Voorzitter. Als ik voorzichtig volhoud dat er strijd is met de Grondwet, dan ben ik dus in goed gezelschap.

De heer Van Raak (SP):

Voorzitter. Met de voorgestelde wijzigingen van de Mediawet wil de staatssecretaris enkele vooral technische verbeteringen aanbrengen die verband houden met Europese richtlijnen. De heer Jurgens heeft over het staatsrechtelijke aspect hiervan gesproken. De leden van de commissie hebben zich bij hem aangesloten en ook onze fractie doet dit, maar om een andere reden wil ik hier toch nog even het woord over voeren, want er wordt met deze wijziging meer beoogd, bijvoorbeeld differentiatie en verhoging van boetes voor omroepen die reclameregels overtreden.

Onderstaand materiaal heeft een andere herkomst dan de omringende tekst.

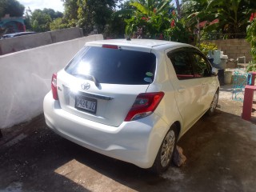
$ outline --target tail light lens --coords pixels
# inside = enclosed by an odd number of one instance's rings
[[[53,92],[54,99],[58,100],[57,74],[53,74],[53,77],[51,78],[51,90]]]
[[[145,118],[152,114],[164,96],[163,92],[140,94],[126,115],[125,122]]]

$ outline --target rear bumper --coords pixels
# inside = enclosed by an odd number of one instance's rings
[[[110,126],[63,110],[50,92],[44,99],[47,126],[61,136],[86,148],[130,162],[151,167],[169,126],[157,114]]]

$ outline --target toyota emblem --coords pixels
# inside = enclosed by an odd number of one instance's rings
[[[83,90],[89,90],[90,87],[90,85],[89,82],[85,82],[85,83],[82,83],[82,84],[81,85],[81,87],[82,87],[82,89],[83,89]]]

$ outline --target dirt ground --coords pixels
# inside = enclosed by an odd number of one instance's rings
[[[2,191],[255,191],[256,126],[222,86],[219,107],[178,142],[186,164],[160,176],[94,153],[48,129],[40,115],[2,130]]]

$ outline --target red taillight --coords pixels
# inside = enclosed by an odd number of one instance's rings
[[[103,48],[109,48],[109,49],[114,49],[114,50],[118,50],[118,46],[115,46],[115,45],[102,45],[102,47]]]
[[[51,78],[51,90],[53,92],[54,99],[58,100],[57,74],[53,74],[53,77]]]
[[[152,114],[164,96],[163,92],[140,94],[126,115],[125,122],[146,117]]]

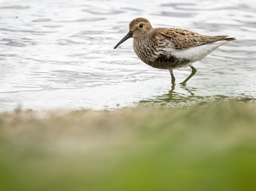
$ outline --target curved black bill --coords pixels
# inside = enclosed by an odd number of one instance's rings
[[[117,43],[117,44],[116,45],[116,46],[114,47],[114,49],[116,49],[117,47],[117,46],[119,46],[124,41],[125,41],[126,40],[131,37],[132,37],[132,32],[131,31],[129,31],[129,32],[127,33],[127,34]]]

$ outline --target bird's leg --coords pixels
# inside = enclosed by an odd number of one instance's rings
[[[170,74],[171,74],[171,77],[172,77],[172,84],[174,85],[175,83],[175,78],[174,77],[174,72],[172,69],[169,69]]]
[[[190,67],[192,69],[192,72],[191,74],[188,76],[188,78],[186,78],[186,79],[185,80],[184,80],[183,82],[182,82],[180,84],[183,84],[183,85],[185,85],[186,83],[191,78],[192,76],[193,76],[195,74],[196,72],[196,69],[193,66],[190,66]]]

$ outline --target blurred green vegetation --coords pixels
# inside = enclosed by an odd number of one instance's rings
[[[256,104],[0,114],[1,190],[256,190]]]

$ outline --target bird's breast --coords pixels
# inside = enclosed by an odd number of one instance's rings
[[[172,47],[169,42],[159,43],[133,40],[133,49],[137,56],[145,63],[159,69],[174,69],[187,66],[191,62],[188,59],[179,58],[171,51],[166,51],[165,47]]]

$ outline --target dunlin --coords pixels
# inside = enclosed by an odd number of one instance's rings
[[[137,56],[154,68],[168,70],[174,84],[172,70],[189,66],[191,74],[180,84],[186,83],[196,72],[192,64],[200,60],[220,46],[235,40],[227,36],[206,36],[186,30],[174,28],[153,29],[145,18],[137,18],[129,25],[128,33],[116,45],[116,48],[128,39],[133,38]]]

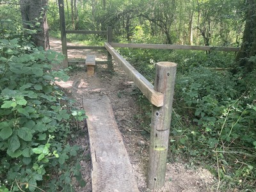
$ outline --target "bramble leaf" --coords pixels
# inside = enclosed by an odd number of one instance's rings
[[[12,129],[10,127],[4,127],[0,131],[0,137],[3,140],[10,138],[12,134]]]
[[[27,127],[21,127],[18,130],[18,136],[26,141],[32,141],[31,130]]]

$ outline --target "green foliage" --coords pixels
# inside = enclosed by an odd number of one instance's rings
[[[254,189],[255,71],[244,77],[241,69],[232,73],[234,54],[135,49],[119,51],[151,82],[156,62],[178,63],[170,135],[172,155],[191,159],[191,163],[207,164],[220,177],[221,191],[232,187],[241,191]],[[215,67],[226,68],[218,71]],[[141,106],[136,118],[149,131],[150,106],[140,92],[135,90],[134,94],[138,95]]]
[[[63,57],[33,47],[11,20],[1,23],[0,189],[70,191],[72,177],[84,184],[80,148],[68,140],[86,116],[54,85],[68,78],[52,70]]]

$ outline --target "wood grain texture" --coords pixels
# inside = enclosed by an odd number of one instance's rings
[[[239,47],[214,47],[214,46],[196,46],[196,45],[180,45],[168,44],[118,44],[111,43],[113,47],[127,47],[140,49],[181,49],[181,50],[198,50],[198,51],[219,51],[236,52]]]
[[[147,180],[150,189],[164,184],[176,68],[177,64],[172,62],[159,62],[156,66],[154,89],[164,99],[163,106],[153,106],[152,111]]]
[[[106,95],[84,99],[93,192],[138,192],[128,154]]]
[[[104,46],[114,59],[122,67],[128,77],[134,82],[135,84],[149,101],[156,106],[162,106],[163,105],[164,99],[163,94],[156,92],[154,89],[154,86],[118,53],[109,44],[105,43]]]

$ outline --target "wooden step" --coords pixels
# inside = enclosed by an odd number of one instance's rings
[[[139,191],[109,99],[83,100],[92,162],[93,192]]]

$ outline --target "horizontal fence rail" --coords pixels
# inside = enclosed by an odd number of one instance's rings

Graag wil ik van deze gelegenheid gebruikmaken om de staatssecretaris te herinneren aan de motie van Agnes Kant, mijn partijgenoot aan de overkant, om een experiment te starten met een reclamevrij jeugdblok op de publieke omroep. Wij hebben het dan voornamelijk over het jeugdprogramma Zppelin. In Noorwegen en Zweden zijn blokken van jeugdprogramma's reclamevrij en in andere landen – België, Ierland en Italië – is de invoering van reclamevrije jeugdblokken een serieus punt van discussie.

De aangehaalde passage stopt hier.